И вот он слышит, как каждый волос его головы, каждый нерв, каждая капля крови страстно шепчут ему: «Ах, жизни, жизни! Теплоты человеческой дружбы, любви человеческого сердца!», и видит он: вот перед ним пучина. Он стоит у борта и глядит вдаль. Как это случилось — он не знает. Какая-то неведомая сила притянула его к борту, хотя это было преступление. Но для него теперь не существует преступления, кроме одного — это замирать, когда хочется жить. Он глядит и ничего не видит в темноте, но ему кажется, что он видит целый мир. Вот перед ним родная земля, родной город.
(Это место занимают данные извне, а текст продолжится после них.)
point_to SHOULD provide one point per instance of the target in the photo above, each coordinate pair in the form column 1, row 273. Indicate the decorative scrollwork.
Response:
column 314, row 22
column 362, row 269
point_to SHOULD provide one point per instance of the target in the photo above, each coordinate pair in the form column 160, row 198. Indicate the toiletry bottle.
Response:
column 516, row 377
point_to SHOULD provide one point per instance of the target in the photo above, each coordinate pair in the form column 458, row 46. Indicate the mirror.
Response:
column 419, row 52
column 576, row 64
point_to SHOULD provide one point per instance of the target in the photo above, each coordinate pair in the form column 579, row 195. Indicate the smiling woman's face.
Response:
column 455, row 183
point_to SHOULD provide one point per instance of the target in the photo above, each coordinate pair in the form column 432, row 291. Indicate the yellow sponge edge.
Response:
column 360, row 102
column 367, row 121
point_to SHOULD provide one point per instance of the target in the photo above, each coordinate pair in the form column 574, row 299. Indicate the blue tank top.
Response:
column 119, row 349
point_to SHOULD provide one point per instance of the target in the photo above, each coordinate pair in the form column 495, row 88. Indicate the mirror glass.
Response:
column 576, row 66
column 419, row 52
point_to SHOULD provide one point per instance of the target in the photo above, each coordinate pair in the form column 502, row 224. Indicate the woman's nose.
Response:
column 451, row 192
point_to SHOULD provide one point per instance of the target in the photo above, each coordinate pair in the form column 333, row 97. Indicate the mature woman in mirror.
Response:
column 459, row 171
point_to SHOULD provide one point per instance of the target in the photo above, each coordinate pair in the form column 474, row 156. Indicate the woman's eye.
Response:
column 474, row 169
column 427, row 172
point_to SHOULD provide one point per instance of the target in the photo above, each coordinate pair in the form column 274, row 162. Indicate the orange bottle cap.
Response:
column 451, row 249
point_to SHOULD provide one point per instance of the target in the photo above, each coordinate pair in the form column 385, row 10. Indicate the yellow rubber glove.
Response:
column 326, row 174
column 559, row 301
В уютной комнатке, освещённой розоватым светом лампы (это его любимый цвет), собрались все близкие; они сидят с теми же лицами, в тех же нарядах как и в тот вечер, когда провожали его в плаванье… Но зачем они так далеко от него? Он видит движение их губ, но не слышит их голоса… Но вот они приближаются. Да, да, всё ближе, ближе… Чу, до него доносятся знакомые аккорды, знакомая мелодия. Она, его милая, сидит за фортепиано и напевает романс, который пела ему тогда, и в котором так много любви и скорби!.. Вот она уже в нескольких шагах от него… Они зовут его к себе, и на него вдруг пахнуло таким отрадным теплом, таким чудным дыханием жизни. На мгновение, на одно только мгновение он забыл всё… Мечта была так ясна, казалась такой реальной. На одно ничтожное мгновение он позабыл, где он, и что он. Неудержимое страстное желание: быть и жить с ними, в их кругу, дышать их горем, их радостями, охватило его всего, и вот он рвётся к ним, летит, чувствуя, что у него будто выросли крылья…
Он перешагнул борт — и всё было кончено…
Вот всё, что я хотел сказать вам, милостивые государи! Я прибавлю только два слова: чаще всего человек налагает на себя руки потому, что жить не для чего; но бывают случаи, что люди умирают потому, что страстно жить хотят…
Защитник сел и вытер платком свою сильно вспотевшую лысину. Видно было, что речь утомила его.
В публике было немое молчание. Никто не спрашивал соседа о впечатлении, произведённом речью, никто не говорил ни за, ни против. Никто также не считал себя убеждённым или разубеждённым. Нет, это было нечто очень странное. Все почувствовали, что мнение, которое за полчаса перед тем казалось прочным, поколебалось, только поколебалось.
Присяжные совещались недолго. Каждый из них сказал себе: «Защитник ни в чём не убедил меня. Картина нарисованная им, произвольна». Когда же пришлось подавать мнение, голоса их дрогнули… Они признали Пахомова невиновным в смерти помощника капитана Чурикова.